Toshiba übernimmt komplette Chip-Sparte von Sony

Wirtschaft & Firmen Bereits im September brodelte die Gerüchteküche rund um die Chip-Sparte von Sony. Damals hieß es, dass der japanische Elektronik-Konzern die Sparte an den Konkurrenten Toshiba verkaufen wolle. Nun bestätigten beide Unternehmen die Gerüchte. Demnach wird Toshiba für umgerechnet 600 Millionen Euro auch jene Werke übernehmen, in denen der so genannte "Cell"-Prozessor hergestellt wird, der auch in der PlayStation 3 zum Einsatz kommt. Damit wird Sony die leistungsstarken CPUs für seine Spielkonsole nun nicht mehr selbst fertigen.
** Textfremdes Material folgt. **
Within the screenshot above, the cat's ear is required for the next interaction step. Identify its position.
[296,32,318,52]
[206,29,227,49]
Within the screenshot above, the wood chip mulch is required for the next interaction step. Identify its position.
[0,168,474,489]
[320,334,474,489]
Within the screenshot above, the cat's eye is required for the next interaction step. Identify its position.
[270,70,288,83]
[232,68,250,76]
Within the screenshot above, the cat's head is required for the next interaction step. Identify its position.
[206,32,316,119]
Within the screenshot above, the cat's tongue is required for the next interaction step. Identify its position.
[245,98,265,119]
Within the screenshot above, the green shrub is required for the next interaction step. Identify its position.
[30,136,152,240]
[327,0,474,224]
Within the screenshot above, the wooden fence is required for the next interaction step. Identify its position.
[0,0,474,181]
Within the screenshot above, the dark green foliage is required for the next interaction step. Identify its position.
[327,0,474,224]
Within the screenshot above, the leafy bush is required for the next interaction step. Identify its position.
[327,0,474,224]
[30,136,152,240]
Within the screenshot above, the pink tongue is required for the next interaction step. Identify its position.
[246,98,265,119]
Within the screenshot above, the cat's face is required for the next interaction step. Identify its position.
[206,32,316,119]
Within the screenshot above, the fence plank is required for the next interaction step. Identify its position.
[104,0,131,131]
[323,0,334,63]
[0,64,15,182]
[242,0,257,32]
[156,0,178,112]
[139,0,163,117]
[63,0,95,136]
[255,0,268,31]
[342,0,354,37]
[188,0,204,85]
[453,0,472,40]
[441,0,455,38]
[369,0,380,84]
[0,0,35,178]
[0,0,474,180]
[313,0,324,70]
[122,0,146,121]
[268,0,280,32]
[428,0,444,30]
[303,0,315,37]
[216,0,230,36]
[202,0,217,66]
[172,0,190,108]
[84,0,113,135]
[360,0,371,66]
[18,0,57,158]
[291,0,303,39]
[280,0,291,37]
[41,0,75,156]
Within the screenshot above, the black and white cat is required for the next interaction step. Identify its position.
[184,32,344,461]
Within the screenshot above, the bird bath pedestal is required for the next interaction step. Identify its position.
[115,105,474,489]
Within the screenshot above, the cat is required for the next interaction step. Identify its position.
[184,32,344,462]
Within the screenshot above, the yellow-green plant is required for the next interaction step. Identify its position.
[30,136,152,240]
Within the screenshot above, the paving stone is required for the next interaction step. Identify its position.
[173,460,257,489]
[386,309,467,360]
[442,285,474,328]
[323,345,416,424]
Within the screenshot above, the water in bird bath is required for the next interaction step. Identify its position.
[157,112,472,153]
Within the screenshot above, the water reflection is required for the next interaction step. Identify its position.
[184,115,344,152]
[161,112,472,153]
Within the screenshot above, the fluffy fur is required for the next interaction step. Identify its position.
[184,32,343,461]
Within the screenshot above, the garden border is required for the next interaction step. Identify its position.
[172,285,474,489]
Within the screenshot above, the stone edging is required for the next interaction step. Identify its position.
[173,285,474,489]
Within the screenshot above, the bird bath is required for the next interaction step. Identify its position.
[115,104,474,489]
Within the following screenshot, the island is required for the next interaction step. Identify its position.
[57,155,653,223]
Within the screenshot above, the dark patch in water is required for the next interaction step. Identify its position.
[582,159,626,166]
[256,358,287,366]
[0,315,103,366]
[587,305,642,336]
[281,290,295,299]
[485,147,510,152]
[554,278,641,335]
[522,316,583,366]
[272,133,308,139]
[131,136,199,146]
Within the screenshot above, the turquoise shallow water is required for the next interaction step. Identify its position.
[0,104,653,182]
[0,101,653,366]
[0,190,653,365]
Wie das Wall Street Journal (WSJ) berichtet, hat Sony in den vergangenen Jahren etwa 1,2 Milliarden Euro in die Entwicklung des Prozessors gesteckt. Der Grund für den Verkauf der gesamten Chip-Sparte sind laut WSJ dringend notwendige Kosteneinsparungen. Darüber hinaus ist der Verkauf ein Teil des Sanierungsplanes, den sich Sony im Jahr 2004 auferlegt hatte.

Ursprünglich berichteten wir, dass Sony ein Joint-Venture mit Toshiba schließen wolle, um die reibungslose Versorgung mit Chips, beispielsweise für die PlayStation 3, auch weiterhin zu gewährleisten. Ob ein Joint-Venture auch weiterhin geplant ist, ist zum jetzigen Zeitpunkt leider nicht bekannt.